The "Lost Tournament Finalist" segment consistently outperformed other cohorts, achieving a 22.4% re-engagement rate within 72 hours — players who narrowly lost a competitive match were highly motivated by a "free rematch token" incentive. The "Unused Premium Lure" segment, despite having a longer dormancy threshold (7 days), showed the highest per-user revenue recovery at $2.34 per re-engaged player.

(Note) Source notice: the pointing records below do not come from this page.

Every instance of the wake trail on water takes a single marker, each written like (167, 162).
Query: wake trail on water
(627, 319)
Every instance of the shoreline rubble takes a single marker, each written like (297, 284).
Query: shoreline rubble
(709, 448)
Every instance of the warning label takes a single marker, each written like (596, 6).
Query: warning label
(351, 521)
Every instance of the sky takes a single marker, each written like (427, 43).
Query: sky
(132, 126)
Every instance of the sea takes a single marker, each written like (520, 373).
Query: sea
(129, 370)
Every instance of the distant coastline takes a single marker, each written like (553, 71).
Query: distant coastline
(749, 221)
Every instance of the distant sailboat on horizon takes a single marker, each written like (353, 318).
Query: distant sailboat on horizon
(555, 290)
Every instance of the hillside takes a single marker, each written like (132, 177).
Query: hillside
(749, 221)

Crucially, the opt-out rate dropped from 14% to 3.2% monthly. Players who received personalized, relevant notifications were significantly less likely to mute the channel entirely — a strong signal that notification quality directly impacts channel trust.

Key Takeaways

1. **Relevance beats frequency.** Sending fewer, but hyper-personalized push notifications to the right segment at the right time dramatically outperforms blast campaigns. CCFish sends 60% fewer notifications overall but achieves 4x the click-through rate.

2. **Serverless edge computing makes real-time segmentation practical.** Cloudflare Workers + D1 enables sub-second segment evaluation without managing infrastructure, at a cost of roughly $18/month for 50K daily active users.

3. **Closed-loop attribution is non-negotiable.** Without tying notification delivery to session attribution, you're optimizing campaign decisions on guesswork. The D1-based attribution pipeline was the single most impactful analytics investment.

4. **Game context matters more than player demographics.** A tournament loss is a stronger re-engagement signal than age, location, or device type. Build segments around in-game emotional moments — near-wins, unused purchases, social invitations — not demographic tags.

5. **Opt-out rate is the canary in the coal mine.** If your opt-out rate exceeds 5%, your notification strategy is damaging your user base. Fix relevance first, then worry about volume.

6. **Automate the loop, but keep templates human.** The automation handles segmentation, timing, and delivery, but the notification copy itself reads like a message from a thoughtful game master, not a marketing robot. Invest writing time in templates, not playbooks.